A denúncia aponta que o réu teria cometido homicídio qualificado por motivo torpe, com os agravantes de crueldade e de recurso que dificultou a defesa da vítima, além da condição do sexo feminino. O fato de a vítima ser idosa também pode aumentar sua pena. O réu está preso desde o dia seguinte ao crime.
A denúncia foi apresentada pelo promotor de Justiça Adelmo Pinho. O réu estava morando com a mãe há 5 meses, após voltar do Japão, porém, tinha vários desentendimentos com ela e era usuário de entorpecentes.
No dia 4 de outubro de 2020, ele teria utilizado entorpecentes e estava em um bar. A mãe, ao descobrir os fatos, foi até o local, pegou um pedaço de madeira e agrediu o homem. Outras pessoas que ali estavam gravaram a situação e as imagens foram compartilhadas nas redes sociais. Conforme o boletim de ocorrência, esse vídeo teria revoltado Junior, que decidiu cometer o crime.
Por volta das 23h de 8 de outubro de 2020, ele foi à casa da mãe com um martelo e desferiu vários golpes contra a vítima. Em seguida, ele ligou para uma tia e contou o que tinha acontecido. Na sequência, fugiu com o carro da aposentada.
Alguns familiares foram até o imóvel ver o que havia acontecido, arrombaram um dos portões e entraram. A casa estava com diversas marcas de sangue. O corpo da aposentada foi localizado já sem vida caído no quarto.
Policiais militares e investigadores da Delegacia de Homicídios estiveram na cena e a descreveram como assustadora, pela forma como o corpo da idosa ficou após as agressões. O martelo chegou a se repartir tamanha força utilizada na ação. A área teve que ser isolada para o trabalho da perícia técnica. O laudo deverá ficar pronto em até 30 dias.

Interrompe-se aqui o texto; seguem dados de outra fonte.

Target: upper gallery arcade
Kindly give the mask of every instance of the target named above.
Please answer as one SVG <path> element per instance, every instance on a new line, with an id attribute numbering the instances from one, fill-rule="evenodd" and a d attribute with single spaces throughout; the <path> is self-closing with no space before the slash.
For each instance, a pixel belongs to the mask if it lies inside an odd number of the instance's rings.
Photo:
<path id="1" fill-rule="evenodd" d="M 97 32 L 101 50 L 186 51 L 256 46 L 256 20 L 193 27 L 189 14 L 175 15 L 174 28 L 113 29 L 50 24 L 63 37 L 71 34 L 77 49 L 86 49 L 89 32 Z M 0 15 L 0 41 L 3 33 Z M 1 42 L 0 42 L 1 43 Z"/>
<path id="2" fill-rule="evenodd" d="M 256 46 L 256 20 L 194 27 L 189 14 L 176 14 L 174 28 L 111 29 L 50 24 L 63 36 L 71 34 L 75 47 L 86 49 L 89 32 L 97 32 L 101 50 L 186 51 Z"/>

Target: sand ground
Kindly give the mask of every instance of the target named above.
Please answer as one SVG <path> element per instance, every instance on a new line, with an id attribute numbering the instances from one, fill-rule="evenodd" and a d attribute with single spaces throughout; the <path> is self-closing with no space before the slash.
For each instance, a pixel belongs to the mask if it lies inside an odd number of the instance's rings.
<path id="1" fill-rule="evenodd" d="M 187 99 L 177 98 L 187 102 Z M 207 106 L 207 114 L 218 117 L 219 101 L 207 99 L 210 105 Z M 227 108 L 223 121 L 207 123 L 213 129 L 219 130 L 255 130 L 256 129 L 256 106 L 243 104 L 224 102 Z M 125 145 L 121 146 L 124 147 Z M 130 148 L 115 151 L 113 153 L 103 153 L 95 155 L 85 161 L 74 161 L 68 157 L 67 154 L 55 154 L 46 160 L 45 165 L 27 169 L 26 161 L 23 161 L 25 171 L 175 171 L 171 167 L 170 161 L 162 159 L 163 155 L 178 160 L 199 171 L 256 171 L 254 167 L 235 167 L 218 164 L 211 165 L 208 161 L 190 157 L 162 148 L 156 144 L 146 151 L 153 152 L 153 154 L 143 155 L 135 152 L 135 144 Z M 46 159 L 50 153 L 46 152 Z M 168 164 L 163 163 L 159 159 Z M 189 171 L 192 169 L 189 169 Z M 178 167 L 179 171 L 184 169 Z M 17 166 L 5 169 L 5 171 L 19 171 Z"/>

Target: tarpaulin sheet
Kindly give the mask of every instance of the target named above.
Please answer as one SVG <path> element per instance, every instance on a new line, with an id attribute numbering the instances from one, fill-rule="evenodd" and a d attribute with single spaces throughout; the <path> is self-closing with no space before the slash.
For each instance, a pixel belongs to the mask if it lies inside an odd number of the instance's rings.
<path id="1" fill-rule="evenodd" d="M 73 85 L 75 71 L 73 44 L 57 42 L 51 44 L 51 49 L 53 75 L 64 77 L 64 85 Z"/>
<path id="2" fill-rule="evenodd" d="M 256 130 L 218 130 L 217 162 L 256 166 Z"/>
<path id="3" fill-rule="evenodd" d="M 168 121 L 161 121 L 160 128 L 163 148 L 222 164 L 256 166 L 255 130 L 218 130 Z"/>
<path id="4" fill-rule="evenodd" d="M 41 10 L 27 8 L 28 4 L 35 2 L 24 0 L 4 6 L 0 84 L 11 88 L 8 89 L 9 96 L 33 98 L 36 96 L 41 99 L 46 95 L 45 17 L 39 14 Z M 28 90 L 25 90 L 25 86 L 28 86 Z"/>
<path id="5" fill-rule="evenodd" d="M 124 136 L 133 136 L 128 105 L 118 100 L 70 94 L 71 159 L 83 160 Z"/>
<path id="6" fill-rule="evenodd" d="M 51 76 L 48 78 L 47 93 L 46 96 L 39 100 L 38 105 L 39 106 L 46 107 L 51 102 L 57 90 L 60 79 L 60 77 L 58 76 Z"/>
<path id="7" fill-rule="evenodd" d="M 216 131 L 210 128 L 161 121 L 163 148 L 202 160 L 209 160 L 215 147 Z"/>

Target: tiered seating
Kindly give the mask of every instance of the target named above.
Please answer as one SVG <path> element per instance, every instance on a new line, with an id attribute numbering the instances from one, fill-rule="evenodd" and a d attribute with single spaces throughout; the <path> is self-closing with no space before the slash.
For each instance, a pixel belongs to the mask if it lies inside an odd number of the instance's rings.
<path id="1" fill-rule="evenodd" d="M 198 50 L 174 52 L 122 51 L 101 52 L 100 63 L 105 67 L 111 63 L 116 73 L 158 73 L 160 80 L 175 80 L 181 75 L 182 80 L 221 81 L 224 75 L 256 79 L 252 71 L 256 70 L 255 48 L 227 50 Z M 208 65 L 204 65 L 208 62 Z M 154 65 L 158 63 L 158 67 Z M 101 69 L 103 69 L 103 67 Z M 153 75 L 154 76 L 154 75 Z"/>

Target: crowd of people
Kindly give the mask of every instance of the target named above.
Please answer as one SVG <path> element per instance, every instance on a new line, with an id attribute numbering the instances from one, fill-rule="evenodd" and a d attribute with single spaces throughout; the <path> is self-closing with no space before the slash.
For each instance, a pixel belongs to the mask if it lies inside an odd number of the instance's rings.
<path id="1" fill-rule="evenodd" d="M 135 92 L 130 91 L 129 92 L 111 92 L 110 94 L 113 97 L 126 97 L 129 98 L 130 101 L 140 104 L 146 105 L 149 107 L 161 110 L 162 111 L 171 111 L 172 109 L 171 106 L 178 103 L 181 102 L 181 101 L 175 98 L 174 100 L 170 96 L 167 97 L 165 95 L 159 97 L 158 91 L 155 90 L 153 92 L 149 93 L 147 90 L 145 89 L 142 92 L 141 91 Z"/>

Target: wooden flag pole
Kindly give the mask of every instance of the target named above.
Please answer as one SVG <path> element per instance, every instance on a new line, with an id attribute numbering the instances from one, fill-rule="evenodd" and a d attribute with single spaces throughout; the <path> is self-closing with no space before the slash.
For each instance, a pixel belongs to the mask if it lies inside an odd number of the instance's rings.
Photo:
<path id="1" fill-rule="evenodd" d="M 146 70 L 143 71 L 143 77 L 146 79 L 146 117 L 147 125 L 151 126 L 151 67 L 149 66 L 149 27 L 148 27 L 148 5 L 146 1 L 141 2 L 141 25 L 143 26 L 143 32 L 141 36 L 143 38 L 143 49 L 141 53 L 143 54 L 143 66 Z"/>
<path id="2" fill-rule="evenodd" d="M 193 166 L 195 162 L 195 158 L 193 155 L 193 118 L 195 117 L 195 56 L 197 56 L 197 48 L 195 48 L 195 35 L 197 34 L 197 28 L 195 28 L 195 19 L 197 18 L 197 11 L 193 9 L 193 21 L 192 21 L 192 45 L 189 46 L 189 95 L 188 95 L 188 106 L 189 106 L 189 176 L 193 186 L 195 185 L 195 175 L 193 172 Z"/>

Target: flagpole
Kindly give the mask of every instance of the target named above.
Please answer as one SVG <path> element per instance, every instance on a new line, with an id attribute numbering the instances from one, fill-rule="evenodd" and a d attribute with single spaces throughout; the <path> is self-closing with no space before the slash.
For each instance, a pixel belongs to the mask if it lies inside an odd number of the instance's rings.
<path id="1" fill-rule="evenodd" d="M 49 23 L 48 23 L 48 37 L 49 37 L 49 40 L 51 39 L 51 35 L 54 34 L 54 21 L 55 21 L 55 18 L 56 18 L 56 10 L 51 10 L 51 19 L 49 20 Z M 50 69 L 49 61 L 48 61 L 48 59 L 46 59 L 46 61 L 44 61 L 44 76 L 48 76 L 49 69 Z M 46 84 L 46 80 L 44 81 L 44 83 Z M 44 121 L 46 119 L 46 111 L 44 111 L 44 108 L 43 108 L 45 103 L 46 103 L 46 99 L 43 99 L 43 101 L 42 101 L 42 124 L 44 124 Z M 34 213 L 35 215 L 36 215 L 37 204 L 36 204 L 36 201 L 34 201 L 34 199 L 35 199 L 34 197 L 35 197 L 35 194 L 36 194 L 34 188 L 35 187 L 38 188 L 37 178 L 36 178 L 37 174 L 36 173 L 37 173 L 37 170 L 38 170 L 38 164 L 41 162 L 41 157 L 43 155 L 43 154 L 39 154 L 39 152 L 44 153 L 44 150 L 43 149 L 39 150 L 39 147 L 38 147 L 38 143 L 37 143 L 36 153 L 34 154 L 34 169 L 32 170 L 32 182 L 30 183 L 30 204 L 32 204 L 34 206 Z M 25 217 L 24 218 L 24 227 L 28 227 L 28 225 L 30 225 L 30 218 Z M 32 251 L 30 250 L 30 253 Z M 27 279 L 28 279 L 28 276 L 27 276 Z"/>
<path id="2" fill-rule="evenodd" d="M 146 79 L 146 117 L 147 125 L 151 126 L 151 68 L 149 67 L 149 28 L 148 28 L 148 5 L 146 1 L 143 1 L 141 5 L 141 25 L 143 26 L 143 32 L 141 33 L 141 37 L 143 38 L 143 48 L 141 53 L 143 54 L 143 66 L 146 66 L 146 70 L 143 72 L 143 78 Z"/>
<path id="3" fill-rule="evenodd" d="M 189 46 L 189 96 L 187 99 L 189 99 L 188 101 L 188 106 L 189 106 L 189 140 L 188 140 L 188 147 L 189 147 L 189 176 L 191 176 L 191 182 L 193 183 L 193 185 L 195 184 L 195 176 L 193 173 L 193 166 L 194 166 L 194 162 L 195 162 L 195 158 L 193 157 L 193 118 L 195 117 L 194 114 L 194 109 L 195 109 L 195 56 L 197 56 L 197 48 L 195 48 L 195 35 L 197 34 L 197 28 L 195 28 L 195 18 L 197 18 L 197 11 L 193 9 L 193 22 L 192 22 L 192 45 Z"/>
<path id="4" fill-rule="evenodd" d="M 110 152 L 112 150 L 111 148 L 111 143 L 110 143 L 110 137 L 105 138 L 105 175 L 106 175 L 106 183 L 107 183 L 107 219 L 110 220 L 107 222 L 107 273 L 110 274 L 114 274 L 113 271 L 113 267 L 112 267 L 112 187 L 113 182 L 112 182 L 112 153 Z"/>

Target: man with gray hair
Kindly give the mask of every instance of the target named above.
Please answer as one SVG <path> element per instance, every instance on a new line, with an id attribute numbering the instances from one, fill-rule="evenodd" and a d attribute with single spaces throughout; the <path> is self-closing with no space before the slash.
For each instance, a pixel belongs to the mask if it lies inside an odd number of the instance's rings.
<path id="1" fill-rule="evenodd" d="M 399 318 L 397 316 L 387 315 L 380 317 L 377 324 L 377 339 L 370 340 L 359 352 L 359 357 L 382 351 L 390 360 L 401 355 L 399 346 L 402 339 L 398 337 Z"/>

Durante o dia 9 de outubro de 2020, policiais militares continuaram as diligências na tentativa de localizar Junior. Por volta das 13h, ele foi encontrado na casa de um primo no bairro Atlântico. O carro da mãe também estava no endereço. Segundo os PMs que atenderam a ocorrência, o indiciado parecia continuar sob efeito de entorpecentes, não ofereceu resistência, mas permaneceu em silêncio a respeito do assassinato da mãe.
Ele foi levado até a Central de Polícia Judiciária, onde prestou depoimento. O delegado plantonista não fez a autuação em flagrante, mas a Delegacia de Homicídios requisitou sua prisão.